A letter — signed by Aldermen Jamie Mathy, Ward 1; David Sage, Ward 2; Mboka Mwilambwe, Ward 3; Joni Painter, Ward 5; Alderman Karen Schmidt, Ward 6; and Diana Hauman, Ward 8 — was presented to Renner during aldermanic comments at the end of Monday's meeting. Attached was a list of what they saw as the official and unofficial roles and responsibilities of both the mayor and aldermen.
"This letter serves as a statement of our collective disappointment in some of your actions," the aldermen wrote. "As elected officials, we are called upon to represent the citizens with respect and civility. Whether you did so as an individual or as the mayor, your recent interactions do not demonstrate respect or integrity."
The letter later said, "Your treatment of individuals with whom you disagree violates the shared values of the City Council."
In a related matter, the council voted unanimously to approve new procedures for paying or reimbursing elected officials' expenses. The ordinance prohibits elected officials from using city credit cards, also called procurement cards or p-cards, which had been at the heart of some of the controversy involving Renner.
“It would have been nice to have gotten it in advance,” Renner said after the meeting about receiving the letter. “It would have been nice not to have been blindsided. But I’m sure there are things in there that we can agree on and there are things that we don’t agree on.
“I don’t have time to beat dead horses,” added Renner. “I have to move forward. We have streets and sewers, economic development, Eastland Mall. We’ve got real things to worry about; not the fact that I would have sent an email to somebody who has been suing us for five years and calling him crazy.”
Meeks told The Pantagraph late Monday he has never sued the city.
Ward 7 Alderman Scott Black did not sign the letter. “We have real problems in the city of Bloomington, and a letter isn’t going to change the past,” he said.
The mayor had been the only elected official carrying a p-card, and he drew criticism last week after it came to light that he used his p-card to pay for a meal with Black while Renner was on a leave of absence as mayor. The mayor's office also remains under a state police investigation launched after the use of a p-card by a city employee this summer to pay for a $1,836 plane ticket for Renner's partner as part of a sister-city delegation to Japan.
While Renner's partner reimbursed the city shortly after the ticket was bought, critics questioned whether the charge was appropriate. One of Renner's frequent critics, resident Bruce Meeks, emailed city officials and McLean County State's Attorney Jason Chambers on July 31 to ask for a state police investigation.
In reply, Renner called Meeks "crazy" and "pathetic" in an Aug. 13 email. On Aug. 15, Renner also posted on WGLT's Facebook page a picture of a squirrel with the word “nuts” in response to comments critical of the Japan trip.
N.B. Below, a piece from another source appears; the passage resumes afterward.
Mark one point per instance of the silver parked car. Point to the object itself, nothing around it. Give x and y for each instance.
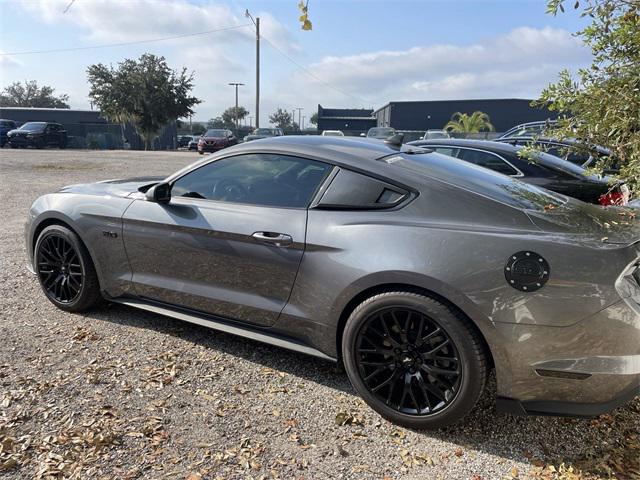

In the letter, the aldermen said Renner's lack of an apology or acknowledgement of his actions was unprofessional and hindered public dialogue.
All nine aldermen were given the opportunity to sign the letter, which was not read aloud but was shared with the media. Saying that they believed the letter speaks for itself, the six aldermen agreed before the meeting not to discuss it further.
In February 2015, the council unanimously approved a resolution rebuking the mayor after a late-night online rant in which Renner blasted a blogger who also frequently challenges him.
Monday was Renner's third council meeting since returning Oct. 1 from a five-week leave of absence from his elected duties that he requested Aug. 28 because of unspecified medical-related reasons.
Renner presided at the Oct. 9 council meeting, and aldermen said in their letter they expected him to acknowledge his errant behavior, apologize and express a "re-commitment to civil interactions with residents, employees and council."
"You chose instead to berate others for acrimonious behavior instead of calling for a renewed commitment to setting a standard of mutual respect that enhances all that is good in Bloomington, a standard that you could set by example but have chosen not to follow."